緣心客棧,鐘離姒錦無聊的趴在窗臺上看著大街上的人來人往。都這么多天了,孤月左和白庭一點兒動靜都沒有,她真的是快要發霉了,突然精神一怔。“那不是錦蘇嗎?對呀!這么無聊剛好可以去找他喝喝酒啊!”關了窗子,心中盤算著晚上如何不驚動孤月左和白庭悄悄溜出客棧。還未等她思索出什么,一陣敲門聲傳來。
“進來吧!”門被推開,白庭從外面走了進來。
“白庭?你怎么過來了?”鐘離姒錦問道,這些時日白庭和孤月左主動來找她的次數屈指可數,倒是她覺得無聊會跑去和孤月左斗斗嘴。

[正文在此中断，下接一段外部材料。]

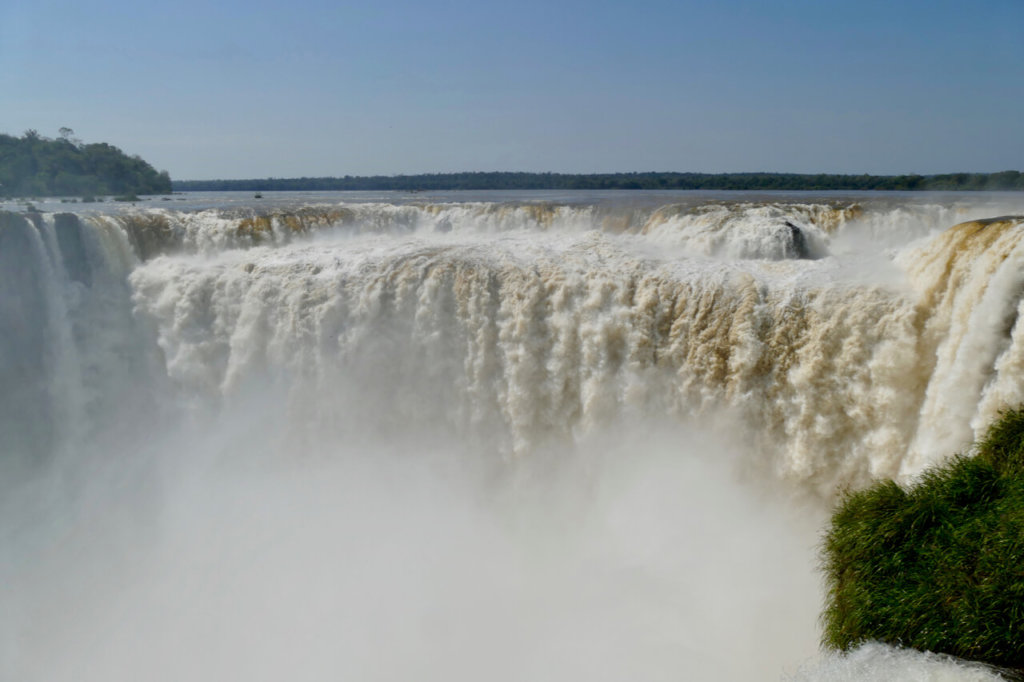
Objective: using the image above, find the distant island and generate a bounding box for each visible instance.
[173,170,1024,191]
[0,128,171,198]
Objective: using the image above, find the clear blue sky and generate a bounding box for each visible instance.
[0,0,1024,179]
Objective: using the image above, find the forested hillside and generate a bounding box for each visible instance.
[0,128,171,197]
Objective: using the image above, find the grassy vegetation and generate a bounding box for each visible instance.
[823,408,1024,669]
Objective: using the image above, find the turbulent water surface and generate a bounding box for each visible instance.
[0,188,1024,681]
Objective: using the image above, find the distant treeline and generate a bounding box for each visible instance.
[173,171,1024,191]
[0,128,171,197]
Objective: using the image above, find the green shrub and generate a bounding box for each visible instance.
[822,408,1024,669]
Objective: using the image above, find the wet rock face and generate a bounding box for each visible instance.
[785,220,812,258]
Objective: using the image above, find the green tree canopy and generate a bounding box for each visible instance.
[0,128,171,197]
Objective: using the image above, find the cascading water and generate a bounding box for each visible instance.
[6,193,1024,680]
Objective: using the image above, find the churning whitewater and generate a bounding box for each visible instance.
[0,193,1024,681]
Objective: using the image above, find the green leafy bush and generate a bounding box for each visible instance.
[823,408,1024,668]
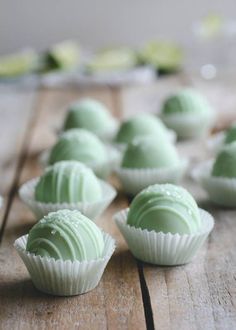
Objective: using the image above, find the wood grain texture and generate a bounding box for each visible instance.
[0,89,145,329]
[0,86,36,232]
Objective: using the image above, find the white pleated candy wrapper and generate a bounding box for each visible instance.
[206,132,225,154]
[191,160,236,208]
[19,178,116,220]
[14,233,115,296]
[115,159,188,195]
[160,113,215,139]
[114,209,214,266]
[39,145,121,180]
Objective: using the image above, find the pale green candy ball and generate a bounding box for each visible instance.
[26,210,104,261]
[35,161,102,203]
[122,136,179,168]
[162,88,212,117]
[212,142,236,178]
[64,99,114,135]
[127,184,201,235]
[116,113,167,143]
[49,129,107,166]
[224,123,236,144]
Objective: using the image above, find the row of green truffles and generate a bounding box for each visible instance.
[19,161,116,220]
[15,184,214,295]
[193,141,236,208]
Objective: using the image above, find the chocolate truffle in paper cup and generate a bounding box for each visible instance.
[116,136,188,195]
[192,142,236,208]
[47,129,119,179]
[115,113,173,145]
[19,161,116,219]
[207,123,236,153]
[114,184,214,265]
[14,210,115,296]
[64,99,118,140]
[160,88,214,139]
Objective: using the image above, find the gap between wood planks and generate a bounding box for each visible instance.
[0,89,41,245]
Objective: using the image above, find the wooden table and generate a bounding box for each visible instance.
[0,75,236,330]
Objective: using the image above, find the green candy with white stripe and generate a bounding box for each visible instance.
[127,184,201,235]
[49,128,107,166]
[35,161,102,203]
[211,141,236,179]
[122,136,180,169]
[115,113,168,143]
[26,210,104,261]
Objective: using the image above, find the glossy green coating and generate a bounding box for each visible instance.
[162,88,212,116]
[116,113,168,143]
[224,123,236,144]
[212,142,236,178]
[122,136,179,168]
[35,161,102,203]
[127,184,201,235]
[26,210,104,261]
[64,99,114,135]
[49,128,107,166]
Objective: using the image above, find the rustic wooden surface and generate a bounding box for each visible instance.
[0,75,236,330]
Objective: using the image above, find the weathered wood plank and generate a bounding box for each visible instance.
[0,86,36,228]
[0,86,145,329]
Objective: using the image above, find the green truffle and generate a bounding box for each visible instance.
[212,142,236,178]
[127,184,201,235]
[35,161,102,203]
[64,99,114,136]
[49,129,107,166]
[122,136,179,168]
[224,123,236,144]
[116,113,167,143]
[26,210,104,261]
[162,88,212,116]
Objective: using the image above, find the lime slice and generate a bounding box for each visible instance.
[0,49,37,78]
[41,41,80,71]
[200,14,224,38]
[140,41,183,71]
[86,48,137,73]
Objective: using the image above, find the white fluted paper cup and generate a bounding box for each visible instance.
[206,132,225,154]
[161,113,215,139]
[19,178,116,220]
[39,145,122,180]
[192,160,236,208]
[14,233,115,296]
[115,159,188,195]
[114,209,214,266]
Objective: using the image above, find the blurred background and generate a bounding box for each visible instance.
[0,0,236,79]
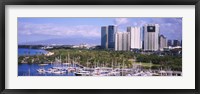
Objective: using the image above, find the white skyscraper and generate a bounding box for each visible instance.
[115,32,130,51]
[115,32,123,51]
[127,27,142,49]
[122,32,130,51]
[159,35,167,51]
[144,24,160,51]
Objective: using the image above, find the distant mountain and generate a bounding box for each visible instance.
[19,37,101,45]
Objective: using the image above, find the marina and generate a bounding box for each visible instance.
[18,64,182,76]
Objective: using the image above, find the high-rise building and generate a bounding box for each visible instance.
[122,32,130,51]
[167,40,172,47]
[115,32,130,51]
[173,40,181,47]
[159,35,167,51]
[101,26,108,49]
[127,27,142,49]
[144,24,160,51]
[115,32,123,51]
[108,25,117,49]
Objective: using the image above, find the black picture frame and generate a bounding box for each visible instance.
[0,0,200,94]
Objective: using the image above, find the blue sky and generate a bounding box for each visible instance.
[18,17,182,44]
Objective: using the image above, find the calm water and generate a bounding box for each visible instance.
[18,64,75,76]
[18,48,47,56]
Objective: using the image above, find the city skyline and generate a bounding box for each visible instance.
[18,18,182,45]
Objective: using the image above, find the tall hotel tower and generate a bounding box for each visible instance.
[144,24,160,51]
[115,32,130,51]
[127,27,142,49]
[108,25,117,49]
[101,26,108,49]
[159,35,167,51]
[115,32,123,51]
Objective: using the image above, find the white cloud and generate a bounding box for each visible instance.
[18,23,100,37]
[114,18,129,25]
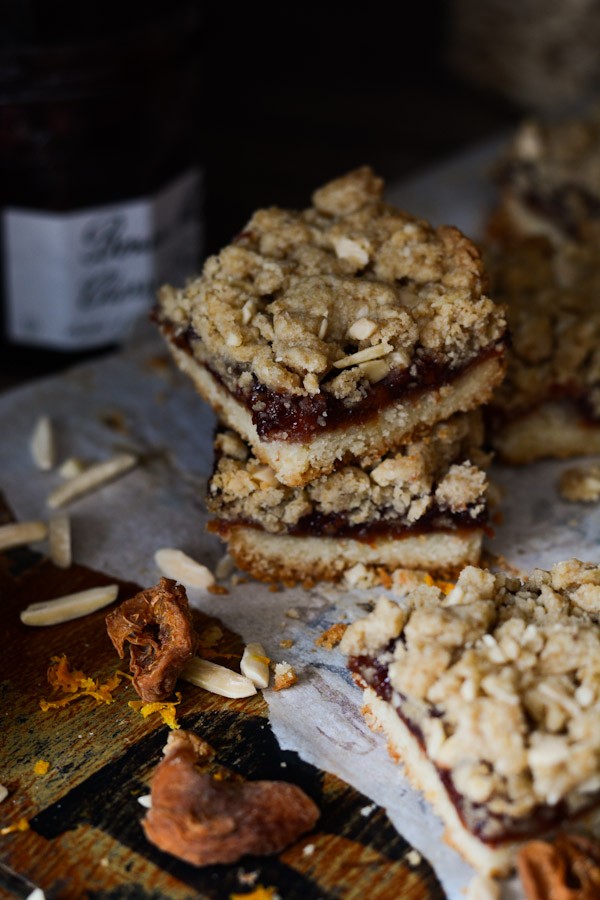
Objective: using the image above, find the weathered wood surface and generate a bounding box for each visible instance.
[0,524,443,900]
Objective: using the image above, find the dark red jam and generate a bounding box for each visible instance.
[162,322,504,443]
[210,506,492,544]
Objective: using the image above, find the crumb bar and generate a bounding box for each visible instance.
[490,110,600,243]
[156,167,506,487]
[207,413,488,581]
[340,560,600,875]
[488,236,600,464]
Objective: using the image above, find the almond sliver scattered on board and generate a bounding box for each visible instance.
[21,584,119,625]
[181,656,256,700]
[154,547,215,589]
[47,453,137,509]
[0,520,48,550]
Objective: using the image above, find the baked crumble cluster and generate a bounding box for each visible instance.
[156,166,506,583]
[495,109,600,243]
[488,236,600,421]
[207,414,488,534]
[485,111,600,464]
[340,559,600,872]
[158,167,505,404]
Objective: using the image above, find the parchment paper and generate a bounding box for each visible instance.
[0,137,600,900]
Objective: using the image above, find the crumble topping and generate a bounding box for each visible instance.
[207,414,487,534]
[340,559,600,818]
[496,110,600,240]
[488,237,600,418]
[158,167,505,404]
[559,463,600,503]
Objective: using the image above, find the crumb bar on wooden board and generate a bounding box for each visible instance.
[207,412,489,581]
[340,560,600,876]
[155,167,506,487]
[487,232,600,464]
[489,110,600,243]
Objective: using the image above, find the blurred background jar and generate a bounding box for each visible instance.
[0,0,203,376]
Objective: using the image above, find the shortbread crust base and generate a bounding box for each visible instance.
[209,522,483,582]
[167,335,504,487]
[357,677,600,878]
[492,402,600,465]
[362,688,521,878]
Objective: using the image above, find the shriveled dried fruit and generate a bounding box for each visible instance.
[517,834,600,900]
[106,578,198,703]
[142,731,319,866]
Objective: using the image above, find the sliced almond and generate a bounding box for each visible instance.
[154,547,215,590]
[21,584,119,625]
[181,656,256,700]
[334,237,369,266]
[358,359,390,384]
[242,297,258,325]
[29,416,56,472]
[333,341,394,369]
[48,513,72,569]
[240,643,269,688]
[58,456,87,478]
[348,318,377,341]
[0,519,48,550]
[252,466,281,488]
[47,453,137,509]
[215,553,235,578]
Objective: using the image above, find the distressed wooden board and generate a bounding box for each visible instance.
[0,506,443,900]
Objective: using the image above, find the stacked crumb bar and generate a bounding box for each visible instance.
[157,167,506,581]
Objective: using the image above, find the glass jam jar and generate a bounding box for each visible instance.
[0,0,202,374]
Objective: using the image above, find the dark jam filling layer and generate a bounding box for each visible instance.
[211,506,491,544]
[496,160,600,238]
[487,385,600,431]
[348,641,600,847]
[166,322,504,443]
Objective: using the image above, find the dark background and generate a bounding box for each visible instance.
[0,0,548,386]
[201,2,521,250]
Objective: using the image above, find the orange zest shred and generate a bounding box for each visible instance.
[129,691,181,728]
[0,817,29,834]
[229,884,278,900]
[423,575,454,596]
[40,653,127,712]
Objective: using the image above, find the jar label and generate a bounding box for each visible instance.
[2,169,203,350]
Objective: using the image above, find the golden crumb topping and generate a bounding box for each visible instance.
[207,413,487,533]
[488,237,600,417]
[496,109,600,242]
[340,559,600,817]
[158,167,505,403]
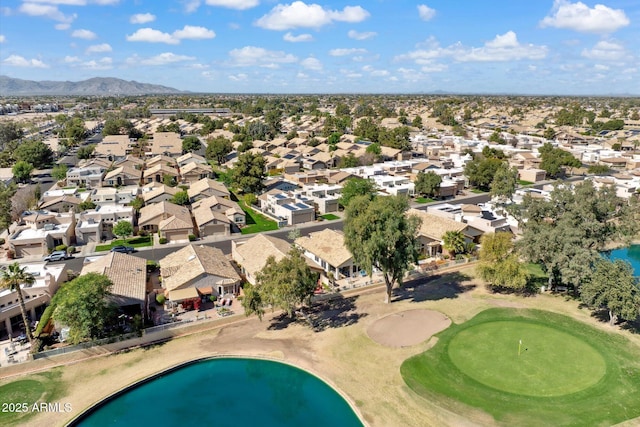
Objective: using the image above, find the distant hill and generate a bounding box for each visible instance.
[0,76,182,96]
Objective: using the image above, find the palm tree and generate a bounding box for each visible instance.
[0,262,36,343]
[442,231,466,256]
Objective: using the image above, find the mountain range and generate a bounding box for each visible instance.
[0,76,183,96]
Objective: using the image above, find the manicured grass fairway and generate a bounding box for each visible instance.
[401,309,640,426]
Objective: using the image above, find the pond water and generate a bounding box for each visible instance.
[71,358,363,427]
[607,245,640,276]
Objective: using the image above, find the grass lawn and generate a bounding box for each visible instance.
[400,308,640,425]
[96,236,153,252]
[416,197,435,203]
[320,214,340,221]
[0,369,65,426]
[238,198,278,234]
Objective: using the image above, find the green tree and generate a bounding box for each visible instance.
[242,248,318,318]
[442,231,466,257]
[415,171,442,197]
[490,163,518,201]
[339,178,377,208]
[51,273,117,344]
[113,220,133,240]
[231,152,265,193]
[0,262,36,343]
[14,140,53,169]
[206,136,234,165]
[11,160,33,182]
[51,163,69,181]
[76,144,96,160]
[580,259,640,325]
[464,157,503,191]
[182,135,202,153]
[344,196,421,303]
[476,232,529,290]
[171,190,189,206]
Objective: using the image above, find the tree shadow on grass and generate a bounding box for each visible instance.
[267,294,367,332]
[392,271,476,302]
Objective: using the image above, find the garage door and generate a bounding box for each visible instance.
[16,243,43,257]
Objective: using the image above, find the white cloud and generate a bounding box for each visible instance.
[282,33,313,43]
[205,0,260,10]
[71,30,98,40]
[347,30,378,40]
[127,25,216,44]
[85,43,113,54]
[329,48,367,56]
[540,0,630,33]
[125,52,195,65]
[182,0,200,13]
[229,46,298,68]
[395,31,548,65]
[418,4,436,21]
[229,73,248,82]
[129,13,156,24]
[18,3,76,24]
[300,57,322,71]
[80,57,113,70]
[255,1,369,30]
[2,55,49,68]
[581,40,627,61]
[173,25,216,40]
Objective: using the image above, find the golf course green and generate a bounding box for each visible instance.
[401,308,640,426]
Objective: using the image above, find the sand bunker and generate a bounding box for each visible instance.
[367,310,451,347]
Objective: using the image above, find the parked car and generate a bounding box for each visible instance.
[111,245,136,254]
[43,251,71,262]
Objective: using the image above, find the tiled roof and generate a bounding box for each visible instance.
[80,252,147,305]
[160,244,240,291]
[295,229,352,267]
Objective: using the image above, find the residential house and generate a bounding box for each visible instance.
[140,182,182,205]
[160,244,242,302]
[80,252,147,319]
[67,165,107,188]
[0,262,67,340]
[176,153,209,168]
[9,211,76,258]
[231,234,291,285]
[407,208,475,257]
[295,228,360,280]
[259,192,316,225]
[38,193,88,213]
[180,162,214,184]
[192,196,246,237]
[75,204,136,245]
[93,135,132,161]
[102,166,142,187]
[187,178,230,202]
[138,202,195,242]
[149,132,182,157]
[142,163,179,184]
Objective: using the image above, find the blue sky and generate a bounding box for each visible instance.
[0,0,640,95]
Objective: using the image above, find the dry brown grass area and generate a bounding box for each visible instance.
[0,267,640,427]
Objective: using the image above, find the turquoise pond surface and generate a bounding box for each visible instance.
[607,245,640,276]
[76,358,362,427]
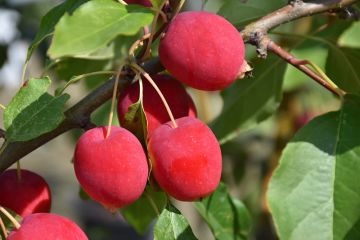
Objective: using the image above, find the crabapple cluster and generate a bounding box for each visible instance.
[74,9,244,210]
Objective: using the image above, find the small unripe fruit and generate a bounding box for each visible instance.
[0,169,51,217]
[118,74,196,136]
[125,0,152,7]
[74,126,148,211]
[148,117,222,201]
[7,213,88,240]
[159,11,245,91]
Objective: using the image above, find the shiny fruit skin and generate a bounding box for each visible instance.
[125,0,152,7]
[159,11,245,91]
[0,169,51,217]
[118,74,196,135]
[148,117,222,201]
[74,126,148,211]
[7,213,88,240]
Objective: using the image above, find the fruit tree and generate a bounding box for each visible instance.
[0,0,360,240]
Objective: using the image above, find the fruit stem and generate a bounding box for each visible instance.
[308,61,344,97]
[131,64,178,128]
[16,160,21,182]
[0,207,21,229]
[141,1,166,61]
[105,64,124,138]
[0,217,8,239]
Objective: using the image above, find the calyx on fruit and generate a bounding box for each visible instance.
[74,126,148,211]
[7,213,88,240]
[159,11,245,91]
[0,169,51,217]
[118,74,196,135]
[148,117,222,201]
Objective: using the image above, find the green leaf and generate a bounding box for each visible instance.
[210,55,286,143]
[154,204,197,240]
[48,0,153,58]
[121,187,167,235]
[4,77,69,142]
[268,95,360,240]
[195,183,250,240]
[338,22,360,48]
[283,41,328,91]
[326,45,360,94]
[0,208,22,240]
[26,0,86,62]
[217,0,287,27]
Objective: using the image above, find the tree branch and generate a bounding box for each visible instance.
[0,58,163,173]
[241,0,358,57]
[0,0,358,173]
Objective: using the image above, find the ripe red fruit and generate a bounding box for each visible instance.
[148,117,222,201]
[159,11,245,90]
[7,213,88,240]
[0,169,51,217]
[125,0,152,7]
[118,74,196,136]
[74,126,148,211]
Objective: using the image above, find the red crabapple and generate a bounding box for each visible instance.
[148,117,222,201]
[125,0,152,7]
[74,126,148,211]
[159,11,245,91]
[7,213,88,240]
[0,169,51,217]
[118,74,196,136]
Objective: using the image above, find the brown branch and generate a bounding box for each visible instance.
[0,58,163,173]
[241,0,358,57]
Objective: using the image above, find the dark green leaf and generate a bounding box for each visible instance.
[210,55,286,143]
[268,95,360,240]
[195,183,250,240]
[326,45,360,94]
[48,0,153,58]
[4,77,69,142]
[121,187,167,234]
[0,208,22,240]
[218,0,287,27]
[154,204,196,240]
[26,0,87,62]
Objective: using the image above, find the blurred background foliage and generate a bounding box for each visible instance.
[0,0,360,240]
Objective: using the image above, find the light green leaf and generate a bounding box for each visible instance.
[217,0,287,27]
[326,45,360,94]
[268,95,360,240]
[210,55,286,143]
[4,77,69,142]
[154,205,196,240]
[195,183,250,240]
[26,0,86,62]
[283,41,328,91]
[338,21,360,48]
[48,0,153,58]
[121,187,167,234]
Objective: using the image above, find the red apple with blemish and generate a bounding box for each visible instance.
[0,169,51,217]
[74,126,148,211]
[7,213,88,240]
[148,117,222,201]
[159,11,245,91]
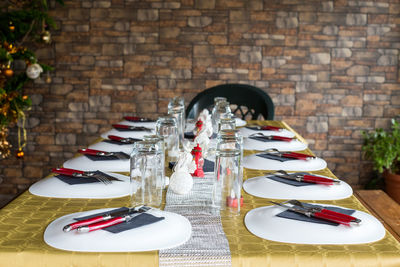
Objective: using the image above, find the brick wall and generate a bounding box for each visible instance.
[0,0,400,197]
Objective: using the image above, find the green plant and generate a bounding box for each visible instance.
[362,119,400,176]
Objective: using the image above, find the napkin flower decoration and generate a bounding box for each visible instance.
[193,109,213,138]
[169,152,196,195]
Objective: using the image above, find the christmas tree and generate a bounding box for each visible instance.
[0,0,64,158]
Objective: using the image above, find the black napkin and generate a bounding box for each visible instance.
[74,207,165,234]
[54,171,121,185]
[84,155,119,161]
[168,159,214,172]
[276,203,355,226]
[54,174,100,185]
[256,153,297,162]
[249,136,279,142]
[265,172,315,186]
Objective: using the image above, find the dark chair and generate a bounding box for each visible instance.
[186,84,274,120]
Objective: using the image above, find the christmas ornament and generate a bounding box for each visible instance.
[15,148,25,159]
[40,31,51,44]
[192,144,204,177]
[3,66,14,77]
[196,119,203,135]
[26,63,43,79]
[45,72,51,83]
[0,127,11,158]
[8,21,15,32]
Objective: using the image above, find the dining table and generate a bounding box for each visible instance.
[0,121,400,267]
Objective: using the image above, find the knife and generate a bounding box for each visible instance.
[265,148,315,160]
[63,206,151,232]
[107,135,142,144]
[112,124,151,132]
[51,168,121,181]
[249,133,293,142]
[288,199,361,223]
[78,148,130,159]
[76,207,151,233]
[269,201,361,226]
[274,170,340,185]
[124,116,154,122]
[248,125,283,132]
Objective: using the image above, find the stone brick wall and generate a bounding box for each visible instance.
[0,0,400,197]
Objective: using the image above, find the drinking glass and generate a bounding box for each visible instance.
[168,102,185,147]
[213,148,243,216]
[156,116,179,162]
[130,141,164,208]
[143,134,165,187]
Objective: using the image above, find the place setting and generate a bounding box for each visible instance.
[101,116,156,139]
[243,170,353,200]
[29,168,131,199]
[63,148,130,172]
[243,132,307,151]
[44,206,192,252]
[244,200,385,245]
[243,148,327,171]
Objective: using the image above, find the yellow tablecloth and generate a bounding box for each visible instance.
[0,121,400,267]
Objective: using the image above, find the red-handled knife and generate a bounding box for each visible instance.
[249,133,293,142]
[63,206,151,232]
[124,116,154,122]
[112,124,151,132]
[270,201,361,226]
[78,148,130,159]
[274,170,340,185]
[107,135,141,144]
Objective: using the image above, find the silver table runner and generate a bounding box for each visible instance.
[159,173,231,266]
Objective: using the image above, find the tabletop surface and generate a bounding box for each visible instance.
[0,121,400,267]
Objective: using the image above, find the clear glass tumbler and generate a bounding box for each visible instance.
[143,134,165,187]
[168,105,185,144]
[211,100,231,133]
[156,116,179,162]
[213,149,243,216]
[130,141,164,208]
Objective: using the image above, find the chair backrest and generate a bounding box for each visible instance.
[186,84,274,120]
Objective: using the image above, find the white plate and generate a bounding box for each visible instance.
[29,173,130,199]
[239,127,295,138]
[63,156,130,172]
[243,137,307,151]
[101,121,156,139]
[243,176,353,200]
[88,142,134,155]
[235,118,247,127]
[244,205,385,245]
[44,209,192,252]
[243,154,327,171]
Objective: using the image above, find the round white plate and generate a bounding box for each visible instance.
[44,209,192,252]
[243,175,353,200]
[29,173,130,199]
[239,127,295,138]
[63,156,130,172]
[101,120,156,139]
[235,118,247,127]
[243,137,307,151]
[88,141,134,155]
[244,205,385,245]
[243,154,327,171]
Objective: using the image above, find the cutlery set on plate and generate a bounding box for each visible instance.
[63,206,151,233]
[269,200,361,226]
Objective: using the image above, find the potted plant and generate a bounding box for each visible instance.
[362,119,400,203]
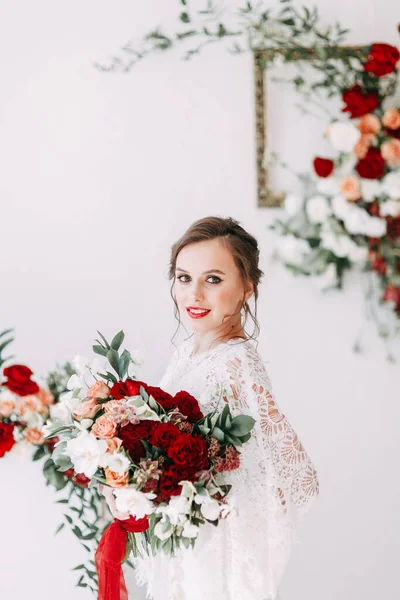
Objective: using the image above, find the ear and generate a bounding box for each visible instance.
[245,281,254,302]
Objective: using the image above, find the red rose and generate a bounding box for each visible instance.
[367,200,381,217]
[150,423,181,451]
[383,285,400,312]
[160,465,197,496]
[146,385,175,412]
[371,256,386,275]
[174,390,204,423]
[356,148,385,179]
[342,84,381,119]
[118,421,154,463]
[110,379,147,400]
[167,433,209,471]
[63,468,90,487]
[313,156,335,177]
[3,365,39,396]
[385,127,400,140]
[364,44,400,77]
[386,217,400,242]
[0,421,15,458]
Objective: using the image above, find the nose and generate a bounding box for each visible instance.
[190,281,204,303]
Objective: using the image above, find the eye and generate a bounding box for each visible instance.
[177,275,222,285]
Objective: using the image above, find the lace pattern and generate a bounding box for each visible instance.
[134,338,319,600]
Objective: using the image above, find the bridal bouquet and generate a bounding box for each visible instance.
[44,331,254,589]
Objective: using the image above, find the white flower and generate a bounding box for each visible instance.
[306,196,332,223]
[327,121,361,152]
[182,521,199,538]
[50,402,71,423]
[332,194,351,221]
[360,179,382,202]
[379,199,400,217]
[381,171,400,200]
[311,263,339,290]
[365,217,387,237]
[114,487,156,519]
[347,240,368,263]
[67,431,107,478]
[284,194,304,217]
[277,234,311,265]
[154,518,174,540]
[316,176,339,196]
[126,396,160,421]
[105,453,131,475]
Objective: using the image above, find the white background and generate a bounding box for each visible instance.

白庭進來后蘸了茶水在桌子上寫到:無聊!
“呵呵!我還以為只有我才會覺得無聊呢!”鐘離姒錦被白庭這個回答逗笑了。
只見白庭接著寫到:整日里無事可做,自然是無聊的!
“說的非常在理!”剛開始鐘離姒錦還未覺得有什么,只是聊著聊著,鐘離姒錦覺得不對勁,與其說白庭是因為無聊才來找自己聊天的倒不如說白庭是故意過來拖著她,看著她。這和上次的情形沒有多大的差別。鐘離姒錦心下盤算著:看來,這些時日這兩人不是沒有動作,而是有動作卻瞞著我!想著想著突然眉頭一皺,錦蘇不會也摻和進來了吧?本來鐘離姒錦沒有懷疑錦蘇來此的目的,畢竟這里是客棧,錦蘇來這里那是很正常的,但是他今天一來,白庭便來盯著她,雖然之前青樓的事情,她信了錦蘇,但這也讓她不得不懷疑,怎么會有這么巧的事情。突然感覺有人在推她,回過神發現白庭看她愣神便推了推她,見她回神,寫到:怎么了?
“哦!沒事!就是想著待會吃點什么好!”鐘離姒錦笑著將這個事情揭了過去。
“這種小事世子何須親自前來,讓人傳個信便好。”三樓雅間,傳來孤月左冷冷的聲音。
“如此方才能顯出我的誠意不是?”錦蘇笑著說道。
“還請世子放心,寧啟已經辦妥了事情在暗中待命,只待世子一聲令下!”孤月左淡然的開口。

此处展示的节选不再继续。